I"m sorry you are going through this.  I am 45 and when my Mother came to stay for 2 weeks last year after we relocated to other side of country it was like the rose coloured glasses were removed and I realised I could not tolerate or have her toxic and negative presence in my life.  She left and I went NC after googling "why do I hate my Mother?" and finding this fabulous site and realising how incredibly similar all our stories are.  I can not tell you the joyous xmas that has just passed with not having to deal with her sh*tty ways and drama and lies.  Initially i blocked her on my phone and knowing that when it rang I wouldn't see the dreaded word 'Mum' was joy in itself.

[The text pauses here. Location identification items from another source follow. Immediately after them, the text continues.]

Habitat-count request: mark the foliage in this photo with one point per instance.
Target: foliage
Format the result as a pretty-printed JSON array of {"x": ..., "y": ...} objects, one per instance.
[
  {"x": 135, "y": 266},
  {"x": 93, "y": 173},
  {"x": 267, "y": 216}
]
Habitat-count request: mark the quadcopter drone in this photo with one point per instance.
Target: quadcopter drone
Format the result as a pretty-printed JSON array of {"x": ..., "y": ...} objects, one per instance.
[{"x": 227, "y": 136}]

I wrote her a letter (that I will never send) and every now and then I read it to remind myself why I am NC.  She sent a xmas packaged via registered mail and I sent it back as return to sender. 

I will never yell at my Mother as she is broken and will not be fixed in this lifetime.  But I respect myself and my children too much to let that drama back into our lives.  I feel much peace now.  I went through a grieving process when I realised I will never have a Mum who is in my corner and who gives unconditional love.  Her 'love' was always conditional and I understand why but I wont tolerate it any more.  I wish you the best with your journey and I'm positive through this site you will find the right way for you and your loved ones.